2. Gedeputeerde Staten stellen regels vast om de versterking uit te werken.
De Regels GO
Stap 1: de versterkingsopgave
• De versterkingsopgave wordt uitgedrukt in punten op basis van een verliesfactor en een impactfactor.
• De verliesfactor wordt berekend conform de tabel Verliesfactor, bedoeld in bijlage 1.
• De verliesfactor kwantificeert het verlies aan natuur- of landschapselementen die bijdragen aan de kernkwaliteiten van het betreffende deel van de Groene ontwikkelingszone, als gevolg van de nieuwe activiteit of ontwikkeling.
[…]
• De impactfactor wordt berekend conform de tabel Impactfactor, bedoeld in bijlage 2.
• De impactfactor kwantificeert de impact van de nieuwe activiteit of ontwikkeling op actuele en potentiële natuur- en landschapswaarden als gevolg van fysiek ruimtebeslag, verstoring van de omgeving door bijvoorbeeld geluid, licht en fysieke aanwezigheid en ligging.
•Als de versterkingsopgave niet bepaald kan worden aan de hand van de tabellen, onderbouwt het bevoegd gezag de versterkingsopgave die gehanteerd wordt.
[…]
Stap 2: de versterkingsmaatregelen
• De versterkingsmaatregelen worden uitgedrukt in punten.
• De versterkingsmaatregelen worden bepaald conform de tabel Versterkingsmaatregelen, bedoeld in bijlage 3.
• De versterkingsmaatregelen kwantificeren de maatregelen die genomen kunnen worden om de Groene ontwikkelingszone te versterken.
• De versterkingsmaatregelen, uitgedrukt in punten, moeten meer zijn dan de versterkingsopgave, uitgedrukt in punten.

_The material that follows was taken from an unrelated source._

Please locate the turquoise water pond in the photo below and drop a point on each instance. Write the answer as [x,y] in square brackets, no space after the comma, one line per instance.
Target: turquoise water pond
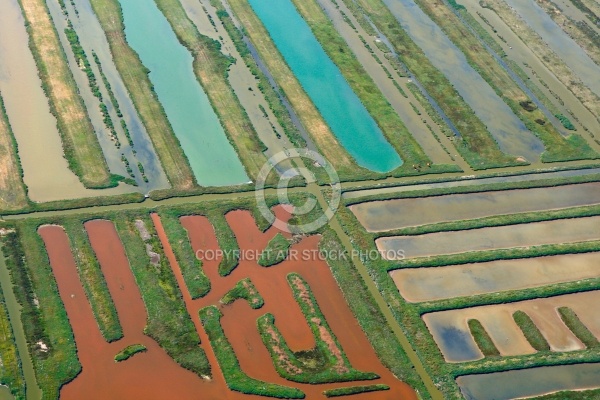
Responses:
[211,156]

• Als de versterkingsmaatregelen niet bepaald kunnen worden aan de hand van de tabellen, onderbouwt het bevoegd gezag de versterkingsmaatregelen die gehanteerd worden.
[…]
De planregels
Artikel 3.1
De voor 'Agrarisch met waarden - natuur en landschap' aangewezen gronden zijn bestemd voor:
a. hobbymatig houden van vee, waaronder niet inbegrepen het gebruik als (boom)kwekerij, fruitteelt, niet-hobbymatige veehouderij en paardenfokkerij;
b. instandhouding en ontwikkeling van de landschappelijke, aardwetenschappelijke, cultuurhistorische en natuurwaarden;
c. groenvoorzieningen, sloten en andere waterpartijen en rioleringswerken.
Artikel 11.2
a. Het gebruik van grond en bouwwerken dat bestond op het tijdstip van inwerkingtreding van het bestemmingsplan en hiermee in strijd is, mag worden voortgezet.
[…]
De Omgevingsvisie
[…]
Functieveranderingenbeleid
[…]
Een functieverandering van een agrarisch of niet-agrarische functie naar wonen of van een agrarische naar een niet-agrarische functie kan plaatsvinden als aan de volgende randvoorwaarden wordt voldaan:
A. Minimaal 50% van de bestaande legale bebouwing, met een minimum van 500 m², moet worden afgebroken, tenzij dit bebouwing met een hoge cultuurhistorische waarde betreft;
B. De omvang van de bebouwing bij een functieverandering mag na realisatie van de planologische mogelijkheden uit maximaal 50 % van de bestaande legale bebouwing (voorafgaand aan de planologische wijziging) bestaan, tenzij dit bebouwing met een hoge cultuurhistorische waarde betreft;
C. De ruimtelijke kwalitatieve invulling van het voormalige erf, gebaseerd op een erfinrichtings- en landschapsplan, bepaalt de uiteindelijke hoeveelheid te slopen, te hergebruiken en/of nieuw te bouwen bebouwing, waarbij a) en b) altijd worden gerespecteerd. Het gehele voormalige erf maakt onderdeel uit van de planologische wijziging;
D. Een functieverandering naar wonen bestaat uit niet meer dan enkele wooneenheden;
E. Met de functieverandering wordt ook een kwalitatieve proportionele bijdrage gevraagd voor een verbetering van de gebiedskwaliteiten en realisatie van de gebiedsdoelen. Deze kwalitatieve proportionele bijdrage is gebaseerd op een waardesprong van de grond en opstallen ten gevolge van de functieverandering waarbij de investeringsomvang wordt berekend door de planologisch mogelijk gemaakte hoofdbebouwing(en) ten behoeve van de nieuwe functie te vermenigvuldigen met een vast bedrag. Dit bedrag is voor een wijziging van de functie van agrarisch naar niet-agrarisch €10 per m².
Voor een wijziging naar een woonfunctie is dit bedrag €10 per m³.